If someone played tunes from Ruark’s debut album When You Coming Home for you without telling you they’re an emerging indie trio from South Arkansas, your ears might think you’ve stumbled onto some cool Bob Dylan bootlegs or – considering their overall swampy rawness – some tracks from the legend that missed that last studio polish.

That’s testament to the amblin, ramblin’ folksy and laid-back Americana drawl of lead singer Ruark Inman, who also proves himself a solid guitarist and clever and thoughtful storyteller. Beyond the cool Dylanesque flow, one of the most remarkable aspects of this always engaging full length collection is just how big and bold a sound the band creates with only Inman on guitarist and lead vocals, Alexa Joyce on bass and background vocals and Jeff Greer on drums.
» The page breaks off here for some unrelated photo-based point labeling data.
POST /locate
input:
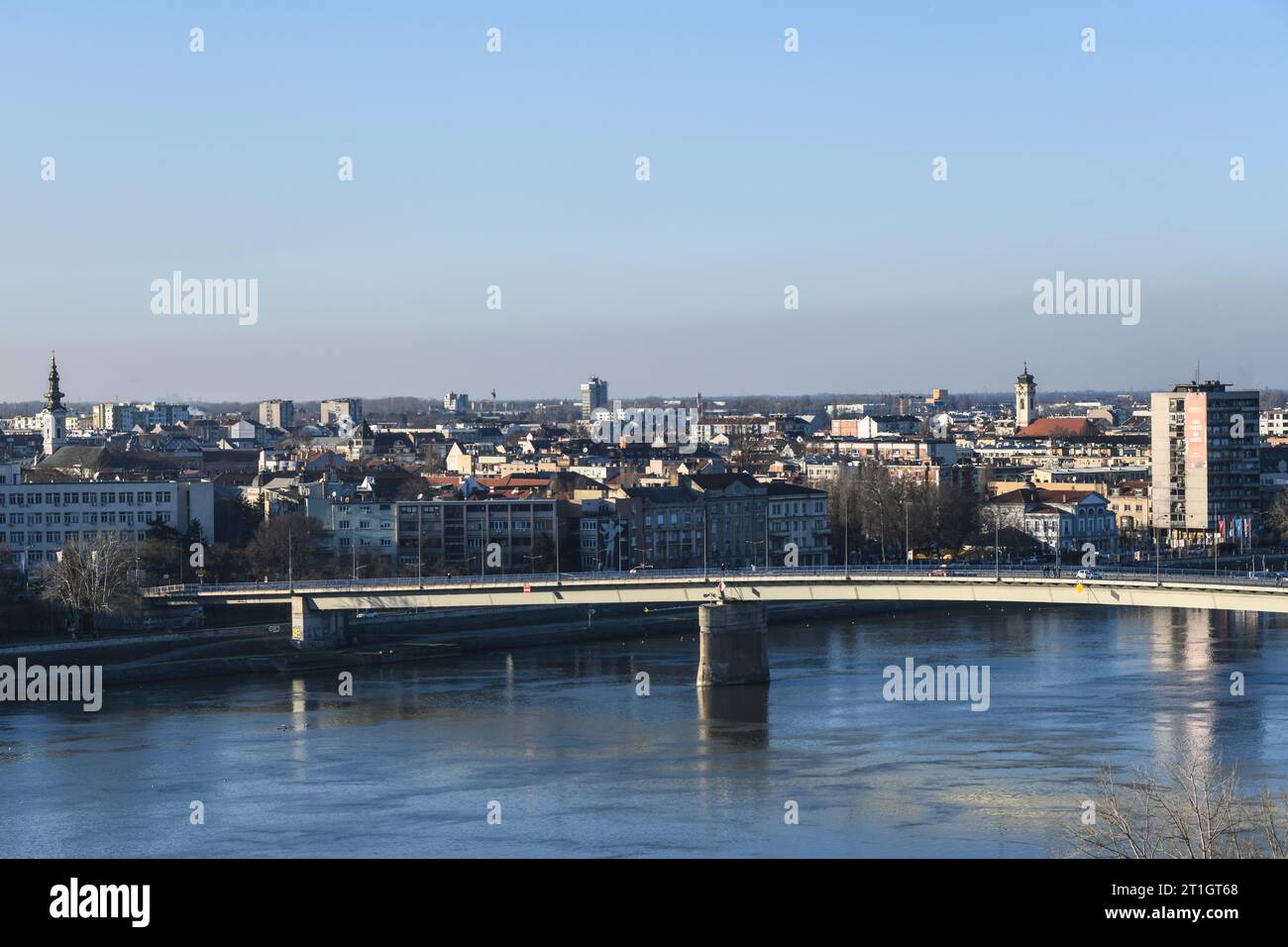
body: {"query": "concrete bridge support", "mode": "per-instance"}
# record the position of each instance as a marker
(734, 638)
(314, 629)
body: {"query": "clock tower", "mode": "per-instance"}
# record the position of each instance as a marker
(1025, 398)
(54, 415)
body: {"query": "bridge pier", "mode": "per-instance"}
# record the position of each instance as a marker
(734, 643)
(314, 629)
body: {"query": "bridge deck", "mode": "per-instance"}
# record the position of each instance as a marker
(1021, 586)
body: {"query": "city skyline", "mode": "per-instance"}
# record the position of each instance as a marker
(768, 169)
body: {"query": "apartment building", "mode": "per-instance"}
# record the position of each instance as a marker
(277, 414)
(593, 394)
(459, 535)
(37, 519)
(798, 519)
(1206, 470)
(333, 410)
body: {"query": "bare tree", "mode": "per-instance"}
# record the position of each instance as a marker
(91, 579)
(1193, 809)
(1278, 513)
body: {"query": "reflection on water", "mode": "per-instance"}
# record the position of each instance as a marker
(584, 766)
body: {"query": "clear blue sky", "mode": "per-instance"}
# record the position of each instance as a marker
(518, 169)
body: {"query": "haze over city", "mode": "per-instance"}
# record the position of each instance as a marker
(518, 170)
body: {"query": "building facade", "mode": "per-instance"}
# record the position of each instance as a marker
(1205, 462)
(593, 394)
(277, 414)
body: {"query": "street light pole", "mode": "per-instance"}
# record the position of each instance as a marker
(997, 545)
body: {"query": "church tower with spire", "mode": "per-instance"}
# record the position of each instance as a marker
(54, 415)
(1025, 398)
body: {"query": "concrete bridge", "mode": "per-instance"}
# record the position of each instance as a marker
(732, 604)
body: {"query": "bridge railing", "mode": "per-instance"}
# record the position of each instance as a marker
(905, 573)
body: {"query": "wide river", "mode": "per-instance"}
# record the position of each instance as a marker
(576, 763)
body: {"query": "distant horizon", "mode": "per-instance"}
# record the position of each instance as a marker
(681, 200)
(477, 406)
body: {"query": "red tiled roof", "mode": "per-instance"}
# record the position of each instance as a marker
(1068, 428)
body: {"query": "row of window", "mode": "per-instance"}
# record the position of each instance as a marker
(108, 497)
(89, 518)
(56, 538)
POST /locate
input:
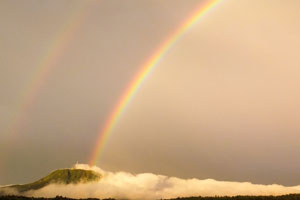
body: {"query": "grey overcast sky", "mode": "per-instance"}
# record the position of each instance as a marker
(224, 103)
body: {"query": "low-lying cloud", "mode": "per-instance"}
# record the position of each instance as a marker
(123, 185)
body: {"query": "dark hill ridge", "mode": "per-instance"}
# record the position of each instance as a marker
(61, 176)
They tap into the spirit of straightforward rock and roll while drawing at times from alt-rock and grunge, punk and emo, indie and soft rock. From song to song, it’s the proverbial Forrest Gump like box of very tasty chocolates. Their vocal textures, which some have insightfully termed “baroque pop harmonies,” create a powerful emotional depth that transcends the core sound of Inman’s rough soul voice and crisp guitar lines.

On songs like the nostalgic, reflective “Sweet Senseless World,” for instance, the trio builds on a hypnotic and soulful groove foundation with the colorful intertwining of Inman’s grit and Joyce’s dreamier voice. The hilarious, lighthearted romp “Sick of It” starts with jangly guitars, exotic percussion and her nifty wordless scatting. Though it’s not their most clever song lyrically, perhaps their best shot at a mainstream Americana audience is the lively, easy rolling mid-tempo title track, the perfect self-deprecating and sick of the B.S. but still I’m lonely and full of regret breakup song.

When Inman asks, “All of the time, wondering why you ever picked a guy like me,” the attuned listener might say, “Because we never know what cool, crazy musical thing you and your cohorts are gonna do next.”